Why Mood Matters When You're Editing
We’re often told to write no matter what mood we’re in. Just park yourself at your desk and work through whatever fears or boredom you may have. You can’t wait for the Muse to turn up—that’s a sure fire way never to finish your book.
I couldn’t agree more.
What we have to really watch out for, though, is our mood while editing and rewriting. Beware—as in: be very aware of—your mood as you do this work; it will deeply affect the quality of your output.
It can make the difference between improving your book and destroying it.

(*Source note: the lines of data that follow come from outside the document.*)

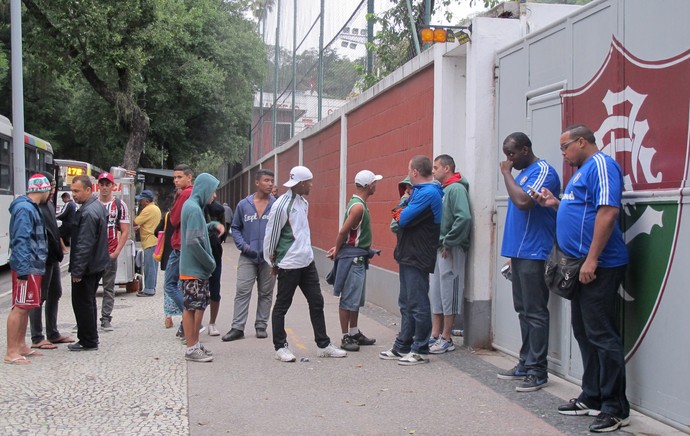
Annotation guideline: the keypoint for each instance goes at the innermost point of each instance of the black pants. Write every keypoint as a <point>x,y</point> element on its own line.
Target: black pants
<point>594,311</point>
<point>307,279</point>
<point>51,291</point>
<point>85,309</point>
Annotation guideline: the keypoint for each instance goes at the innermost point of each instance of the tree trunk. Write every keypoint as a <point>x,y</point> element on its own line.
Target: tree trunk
<point>138,128</point>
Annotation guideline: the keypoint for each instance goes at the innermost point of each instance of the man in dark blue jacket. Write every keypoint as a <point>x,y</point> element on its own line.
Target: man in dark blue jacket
<point>419,221</point>
<point>88,259</point>
<point>29,250</point>
<point>248,230</point>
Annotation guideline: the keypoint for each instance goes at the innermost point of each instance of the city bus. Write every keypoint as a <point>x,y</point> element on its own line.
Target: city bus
<point>38,156</point>
<point>68,169</point>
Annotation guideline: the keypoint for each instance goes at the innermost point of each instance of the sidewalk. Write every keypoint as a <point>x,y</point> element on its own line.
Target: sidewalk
<point>139,383</point>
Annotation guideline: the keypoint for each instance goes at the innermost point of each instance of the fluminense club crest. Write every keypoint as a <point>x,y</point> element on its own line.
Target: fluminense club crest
<point>639,111</point>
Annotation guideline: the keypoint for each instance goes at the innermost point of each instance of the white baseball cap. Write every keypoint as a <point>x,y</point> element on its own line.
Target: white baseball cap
<point>366,178</point>
<point>298,174</point>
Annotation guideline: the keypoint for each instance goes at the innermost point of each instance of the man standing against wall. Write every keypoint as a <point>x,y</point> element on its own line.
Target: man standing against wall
<point>351,254</point>
<point>182,177</point>
<point>89,257</point>
<point>527,241</point>
<point>118,233</point>
<point>419,224</point>
<point>248,231</point>
<point>28,254</point>
<point>446,290</point>
<point>287,247</point>
<point>145,223</point>
<point>587,227</point>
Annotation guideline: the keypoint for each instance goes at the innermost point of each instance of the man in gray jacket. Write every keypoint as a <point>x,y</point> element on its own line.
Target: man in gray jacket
<point>88,259</point>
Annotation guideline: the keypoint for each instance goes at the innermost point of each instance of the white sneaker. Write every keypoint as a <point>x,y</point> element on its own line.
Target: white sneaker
<point>212,330</point>
<point>331,351</point>
<point>285,355</point>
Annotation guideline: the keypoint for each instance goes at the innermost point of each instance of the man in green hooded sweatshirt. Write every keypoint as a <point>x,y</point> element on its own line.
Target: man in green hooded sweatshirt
<point>196,262</point>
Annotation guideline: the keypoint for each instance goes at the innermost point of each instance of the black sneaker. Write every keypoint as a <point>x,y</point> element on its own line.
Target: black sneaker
<point>363,340</point>
<point>349,343</point>
<point>576,408</point>
<point>532,383</point>
<point>515,373</point>
<point>605,423</point>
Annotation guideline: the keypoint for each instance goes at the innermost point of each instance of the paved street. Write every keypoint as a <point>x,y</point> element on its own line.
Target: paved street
<point>139,383</point>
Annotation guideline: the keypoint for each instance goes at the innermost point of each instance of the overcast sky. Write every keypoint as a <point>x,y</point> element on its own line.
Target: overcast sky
<point>337,12</point>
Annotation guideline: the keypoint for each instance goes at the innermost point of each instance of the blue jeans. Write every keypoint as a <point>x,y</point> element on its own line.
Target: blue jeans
<point>594,310</point>
<point>415,311</point>
<point>150,271</point>
<point>172,279</point>
<point>531,300</point>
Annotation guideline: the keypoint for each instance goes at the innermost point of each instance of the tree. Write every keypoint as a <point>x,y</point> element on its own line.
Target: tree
<point>172,76</point>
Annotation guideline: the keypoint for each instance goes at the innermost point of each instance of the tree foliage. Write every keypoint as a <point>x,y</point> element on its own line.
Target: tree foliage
<point>110,80</point>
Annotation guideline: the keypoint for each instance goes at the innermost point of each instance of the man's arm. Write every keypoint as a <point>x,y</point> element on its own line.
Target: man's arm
<point>351,222</point>
<point>604,223</point>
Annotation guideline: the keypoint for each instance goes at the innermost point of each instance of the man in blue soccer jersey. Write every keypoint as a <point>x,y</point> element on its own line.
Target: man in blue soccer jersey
<point>587,227</point>
<point>527,242</point>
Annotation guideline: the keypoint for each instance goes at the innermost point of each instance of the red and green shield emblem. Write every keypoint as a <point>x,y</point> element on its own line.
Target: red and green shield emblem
<point>640,111</point>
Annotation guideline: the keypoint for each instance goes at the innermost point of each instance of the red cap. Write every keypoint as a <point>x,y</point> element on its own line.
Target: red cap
<point>106,175</point>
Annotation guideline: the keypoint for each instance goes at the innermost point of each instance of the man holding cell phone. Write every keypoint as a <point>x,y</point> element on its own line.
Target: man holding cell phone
<point>527,241</point>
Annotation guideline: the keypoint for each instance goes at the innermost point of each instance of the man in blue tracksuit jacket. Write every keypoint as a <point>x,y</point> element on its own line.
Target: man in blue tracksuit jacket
<point>419,222</point>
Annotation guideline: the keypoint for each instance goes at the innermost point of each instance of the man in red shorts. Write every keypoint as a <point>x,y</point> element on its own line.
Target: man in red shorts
<point>29,251</point>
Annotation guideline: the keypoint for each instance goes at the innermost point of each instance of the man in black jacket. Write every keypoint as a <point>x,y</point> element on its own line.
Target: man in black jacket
<point>88,259</point>
<point>51,286</point>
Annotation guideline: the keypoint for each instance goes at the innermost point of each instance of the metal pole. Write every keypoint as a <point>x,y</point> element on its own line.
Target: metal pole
<point>413,28</point>
<point>320,79</point>
<point>275,79</point>
<point>18,165</point>
<point>370,36</point>
<point>294,63</point>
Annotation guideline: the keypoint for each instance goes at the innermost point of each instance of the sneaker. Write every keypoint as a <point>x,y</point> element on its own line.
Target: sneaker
<point>515,373</point>
<point>331,351</point>
<point>285,355</point>
<point>198,355</point>
<point>532,383</point>
<point>576,408</point>
<point>441,346</point>
<point>212,330</point>
<point>605,423</point>
<point>363,340</point>
<point>106,326</point>
<point>390,355</point>
<point>349,343</point>
<point>412,359</point>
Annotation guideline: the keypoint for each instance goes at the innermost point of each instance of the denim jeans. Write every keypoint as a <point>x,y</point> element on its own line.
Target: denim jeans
<point>249,273</point>
<point>150,271</point>
<point>531,300</point>
<point>415,311</point>
<point>171,284</point>
<point>594,310</point>
<point>307,279</point>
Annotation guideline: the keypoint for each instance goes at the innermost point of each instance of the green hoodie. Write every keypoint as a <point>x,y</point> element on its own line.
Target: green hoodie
<point>456,222</point>
<point>196,257</point>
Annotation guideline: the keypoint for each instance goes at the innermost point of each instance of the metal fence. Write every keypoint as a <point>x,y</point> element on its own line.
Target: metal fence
<point>316,54</point>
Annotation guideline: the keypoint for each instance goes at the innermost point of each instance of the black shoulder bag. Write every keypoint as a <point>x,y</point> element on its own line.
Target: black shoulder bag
<point>562,273</point>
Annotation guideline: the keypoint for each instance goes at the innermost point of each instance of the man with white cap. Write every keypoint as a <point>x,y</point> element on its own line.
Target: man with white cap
<point>287,248</point>
<point>351,254</point>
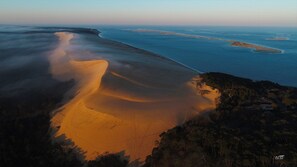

Yesterday, I was editing and by the end of the day I was depleted and, frankly, worried. This morning, I re-read those very same passages I’d been working on, and they came across as totally different. What had seemed wooden now seemed fluid. Nuances I had thought too subtle suddenly seemed obvious. My edits were working. What a difference mood makes.
When we first create new work, we must be open to possibility and exploration. If we don’t allow ourselves the freedom to try things and risk getting it wrong, our work will never blossom. We need to water that plant. Give it fertilizer. Talk to it.
But the editing phase is a dangerous one because it is, fundamentally, about second-guessing everything. Our plant has become a bush and most likely needs to be reeled in a bit. It might need a new pot or more soil or a serious pruning.
Or, it may need more sunshine. More fertilizer.
We know first drafts are never final drafts. And yet, if we allow ourselves to nit pick our work, we risk sapping it of all its magic and energy.
When you reread your work, or when you edit the work of others, it’s critical to assess and acknowledge your mood before you start and take that into consideration as you work. One day you may be overly generous, the next you may find fault with everything.
But if you can marry the two approaches—balance criticism with appreciation, technique with dreamy messiness, fear with trust—you will improve your book rather than inadvertently destroy it.